"Cooper connects Angélique’s fate with the wide world of Atlantic, American, and Canadian slavery, and with the intimate world of the household where Angélique worked. An enthralling and important tale."
—Natalie Zemon Davis, author of The Return of Martin Guerre
"As rigorous scholarly research, Cooper examines trial transcripts, private letters, and other New World correspondence to produce an academic coup. Her book offers a new perspective on Canadian slavery, altering the image of ourselves as benign: 'Slavery was as Canadian as it was American or West Indian.' As a dramatic re-telling of one slave woman's life of oppression, The Hanging of Angélique reaffirms and extends the feminist slogan that the personal is political. . . . [Told] in the decisive language of an historian and with a sense of urgency befitting a poet."
—Montreal Review of Books
During the night of April 10, 1734, Montréal burned. Marie-Joseph Angélique, a twenty-nine-year-old slave, was arrested, tried, and found guilty of starting the blaze that consumed forty-six buildings. Suspecting that she had not acted alone and angered that she had maintained her innocence, Angélique's condemners tortured her after the trial. She confessed but named no accomplices. Before Angélique was hanged, she was paraded through the city. Afterward, her corpse was burned. Angélique, who had been born in Portugal, faded into the shadows of Canadian history, vaguely remembered as the alleged arsonist behind an early catastrophic fire.
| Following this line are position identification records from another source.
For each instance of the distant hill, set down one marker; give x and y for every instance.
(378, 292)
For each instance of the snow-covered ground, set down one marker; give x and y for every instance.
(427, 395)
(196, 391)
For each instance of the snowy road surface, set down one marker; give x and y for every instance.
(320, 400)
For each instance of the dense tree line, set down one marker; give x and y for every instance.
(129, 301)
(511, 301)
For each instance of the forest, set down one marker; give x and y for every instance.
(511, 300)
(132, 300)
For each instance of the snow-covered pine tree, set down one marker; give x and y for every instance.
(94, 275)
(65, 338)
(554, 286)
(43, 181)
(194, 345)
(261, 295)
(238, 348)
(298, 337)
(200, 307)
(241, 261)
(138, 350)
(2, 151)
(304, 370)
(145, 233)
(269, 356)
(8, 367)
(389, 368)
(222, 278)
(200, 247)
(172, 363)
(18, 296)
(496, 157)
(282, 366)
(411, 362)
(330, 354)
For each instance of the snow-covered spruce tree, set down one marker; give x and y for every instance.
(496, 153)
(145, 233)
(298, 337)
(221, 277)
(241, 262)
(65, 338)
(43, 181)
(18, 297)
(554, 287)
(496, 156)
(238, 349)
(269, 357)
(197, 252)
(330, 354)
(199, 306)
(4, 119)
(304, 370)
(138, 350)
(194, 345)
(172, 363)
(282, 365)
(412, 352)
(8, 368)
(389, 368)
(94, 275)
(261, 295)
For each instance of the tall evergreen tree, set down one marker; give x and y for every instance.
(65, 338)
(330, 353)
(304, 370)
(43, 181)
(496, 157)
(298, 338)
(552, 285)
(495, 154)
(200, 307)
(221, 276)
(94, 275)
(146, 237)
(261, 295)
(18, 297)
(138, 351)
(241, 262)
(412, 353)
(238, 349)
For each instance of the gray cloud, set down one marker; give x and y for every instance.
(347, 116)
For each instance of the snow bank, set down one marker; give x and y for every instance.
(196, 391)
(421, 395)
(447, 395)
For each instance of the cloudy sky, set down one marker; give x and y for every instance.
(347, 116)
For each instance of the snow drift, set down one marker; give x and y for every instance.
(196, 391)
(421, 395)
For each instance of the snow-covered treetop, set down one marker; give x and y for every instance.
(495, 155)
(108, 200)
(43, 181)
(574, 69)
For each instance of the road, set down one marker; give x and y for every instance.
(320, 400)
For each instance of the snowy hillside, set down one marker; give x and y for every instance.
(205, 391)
The result of fifteen years of research, The Hanging of Angélique
vividly tells the story of this strong-willed woman. Afua Cooper draws on extensive trial records that offer, in Angélique's own words, a detailed portrait of her life and a sense of what slavery was like in Canada at the time. Predating other first-person accounts by more than forty years, these records constitute what is arguably the oldest slave narrative in the New World.
Cooper sheds new light on the largely misunderstood or ignored history of slavery in Canada. She refutes the myth that Canada was a haven at the end of the Underground Railroad. Cooper also provides a context for Canada in the larger picture of transatlantic slavery while re-creating the tragic life of one woman who refused to accept bondage.